Ele preferia que deixassem 500 dólares de diária por uma suíte em um hotel local, mas isso não acontecia. Se optasse por isso, o dinheiro teria de sair de seu próprio bolso. E com as vendas de CD caindo drasticamente, e a música clássica passando por um expressivo declínio, ele precisava se preocupar mais com seu bolso. Ainda possuía muito dinheiro em relação aos padrões da maioria, mas também tinha a impressão de que aquele dinheiro teria de durar pelo resto de sua vida.
“Coitadinho do pobre miserável”, ela disse com um sorriso. Fora aquele sorriso largo, acolhedor, e convidativo, que o trouxera até ali.
“É”, ele concordou, “coitadinho do pobre miserável.”

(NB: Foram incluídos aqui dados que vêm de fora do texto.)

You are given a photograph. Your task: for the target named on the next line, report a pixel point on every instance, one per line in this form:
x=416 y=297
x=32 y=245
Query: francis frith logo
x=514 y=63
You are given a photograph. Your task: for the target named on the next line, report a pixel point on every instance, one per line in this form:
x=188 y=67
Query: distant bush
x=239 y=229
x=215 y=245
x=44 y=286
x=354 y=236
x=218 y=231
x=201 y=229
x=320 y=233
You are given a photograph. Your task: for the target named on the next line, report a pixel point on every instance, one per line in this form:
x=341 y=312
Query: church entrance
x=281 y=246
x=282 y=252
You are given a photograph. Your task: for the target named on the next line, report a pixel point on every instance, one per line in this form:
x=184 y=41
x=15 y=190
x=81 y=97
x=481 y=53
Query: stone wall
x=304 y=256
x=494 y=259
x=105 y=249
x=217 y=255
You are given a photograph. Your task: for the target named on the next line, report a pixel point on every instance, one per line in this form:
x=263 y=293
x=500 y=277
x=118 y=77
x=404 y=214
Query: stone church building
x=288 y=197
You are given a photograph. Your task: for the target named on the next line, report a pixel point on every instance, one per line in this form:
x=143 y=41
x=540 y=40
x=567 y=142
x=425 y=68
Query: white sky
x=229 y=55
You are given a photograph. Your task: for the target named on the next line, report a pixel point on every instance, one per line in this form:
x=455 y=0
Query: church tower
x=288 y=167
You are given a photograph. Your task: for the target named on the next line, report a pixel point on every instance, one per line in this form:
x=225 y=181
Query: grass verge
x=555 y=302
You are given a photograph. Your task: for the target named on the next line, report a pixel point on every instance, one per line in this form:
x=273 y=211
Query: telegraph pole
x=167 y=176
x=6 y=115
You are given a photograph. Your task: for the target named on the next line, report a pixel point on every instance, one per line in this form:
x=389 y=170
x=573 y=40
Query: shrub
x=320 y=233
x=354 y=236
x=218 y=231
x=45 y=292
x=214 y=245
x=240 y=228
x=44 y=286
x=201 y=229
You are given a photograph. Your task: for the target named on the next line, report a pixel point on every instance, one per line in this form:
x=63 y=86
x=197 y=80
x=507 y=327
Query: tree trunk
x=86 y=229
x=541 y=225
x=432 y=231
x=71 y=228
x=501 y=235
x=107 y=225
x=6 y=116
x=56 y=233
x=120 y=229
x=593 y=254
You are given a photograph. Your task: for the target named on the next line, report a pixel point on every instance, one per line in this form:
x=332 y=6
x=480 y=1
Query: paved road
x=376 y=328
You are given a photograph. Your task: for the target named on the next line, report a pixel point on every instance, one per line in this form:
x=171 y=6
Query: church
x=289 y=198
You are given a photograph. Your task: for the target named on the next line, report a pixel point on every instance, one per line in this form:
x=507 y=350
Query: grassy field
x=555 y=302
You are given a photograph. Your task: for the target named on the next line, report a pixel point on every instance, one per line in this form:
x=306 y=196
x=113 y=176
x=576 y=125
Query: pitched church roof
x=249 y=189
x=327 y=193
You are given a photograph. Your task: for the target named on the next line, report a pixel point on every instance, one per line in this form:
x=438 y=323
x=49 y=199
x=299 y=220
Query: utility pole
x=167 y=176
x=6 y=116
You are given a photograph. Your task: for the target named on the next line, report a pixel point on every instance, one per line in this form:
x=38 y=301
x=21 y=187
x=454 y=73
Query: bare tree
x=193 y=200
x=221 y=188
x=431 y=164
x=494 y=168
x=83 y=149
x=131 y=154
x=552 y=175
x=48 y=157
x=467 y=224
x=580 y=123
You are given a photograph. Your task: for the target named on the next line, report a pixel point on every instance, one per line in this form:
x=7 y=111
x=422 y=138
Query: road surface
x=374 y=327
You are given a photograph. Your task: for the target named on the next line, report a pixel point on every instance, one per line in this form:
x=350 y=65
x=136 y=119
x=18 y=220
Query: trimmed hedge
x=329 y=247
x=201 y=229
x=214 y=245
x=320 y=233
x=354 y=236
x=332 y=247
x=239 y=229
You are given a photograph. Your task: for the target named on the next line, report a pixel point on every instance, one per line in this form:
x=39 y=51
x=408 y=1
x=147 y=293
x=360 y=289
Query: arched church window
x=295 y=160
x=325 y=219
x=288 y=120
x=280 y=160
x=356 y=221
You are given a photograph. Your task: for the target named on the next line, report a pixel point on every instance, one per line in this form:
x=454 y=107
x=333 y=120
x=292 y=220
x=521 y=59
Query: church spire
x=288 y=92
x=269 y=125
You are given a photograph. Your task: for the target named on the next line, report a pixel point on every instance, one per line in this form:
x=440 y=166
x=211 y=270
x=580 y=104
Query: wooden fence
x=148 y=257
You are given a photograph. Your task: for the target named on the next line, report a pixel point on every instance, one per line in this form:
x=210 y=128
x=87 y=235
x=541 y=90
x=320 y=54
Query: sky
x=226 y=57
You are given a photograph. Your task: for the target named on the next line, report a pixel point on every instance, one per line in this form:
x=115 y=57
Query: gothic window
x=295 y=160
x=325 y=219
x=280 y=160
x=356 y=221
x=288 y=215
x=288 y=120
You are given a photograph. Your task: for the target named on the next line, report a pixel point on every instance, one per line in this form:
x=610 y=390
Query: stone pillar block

E, com isso, ele escapou pela porta da frente e para a noite fria e enevoada. Enquanto percorria de volta, e a pé, as três quadras para o centro de artes performáticas (construído vinte anos antes, com fundos levantados no festival), deu-se conta de que nem mesmo sabia o nome dela.
Ele perdera a prática. Houve um tempo em que descobriria o suficiente sobre ela para se precaver durante o resto do festival. Agora teria de evitá-la.
Suspirou, sentindo a precisão de sua declaração anterior.
Realmente era para aquele lugar que os músicos iam para morrer.
***
O North County Music Festival levava anualmente muitas milhares de pessoas para o litoral do Óregon. Max havia ido todos os anos, desde o primeiro, principalmente por causa de Otto Kennisen, o gênio por trás de tudo aquilo. Otto colocara Max sob suas asas quando ele tinha quatorze anos, e Max se sentia grato por isso.
O festival crescera de uma pequena comunidade de músicos conhecidos internacionalmente, que buscavam uma projeção costeira em um dos mais respeitados festivais de música clássica do Noroeste. Embora isso não significasse mais muita coisa.
Quando ele começou na música profissional como um aclamado prodígio, cerca de trinta anos antes, o cenário internacional da música era repleto de festivais desse tipo. As vendas de música clássica eram sempre altas, e alguns músicos se tornavam superestrelas.
Agora, a música não era mais ensinada nas escolas ou muito tocada nas rádios. O que era tocado eram os Top 40 Clássicos – trechos aceitáveis de Bach, Mozart ou Beethoven, raramente as peças completas, e nunca o trabalho de compositores difíceis, como Schoernberg ou Stravinsky.
A Europa ainda amava sua música clássica, mas também amava seus músicos clássicos, preferindo qualquer um com um pedigree europeu, no lugar de alguma pretensiosa estrela americana.
Max tinha conseguido se sustentar fazendo turnês e tocando (as vendas de seu CD haviam caído, mas não tanto quanto as de algumas das superestrelas antigas), mas as mudanças o incomodavam. Antes, fazia turnês pelas grandes casas de concertos em Portland e Seattle. Agora viajava por festivais de música, e aumentara suas apresentações com as respeitáveis orquestras remanescentes.
Ele parou do lado de fora do centro de artes performáticas. Estava com a chave. A única concedida a artistas, além da que fora dada a Otto. Deu a volta até a porta dos fundos, e entrou.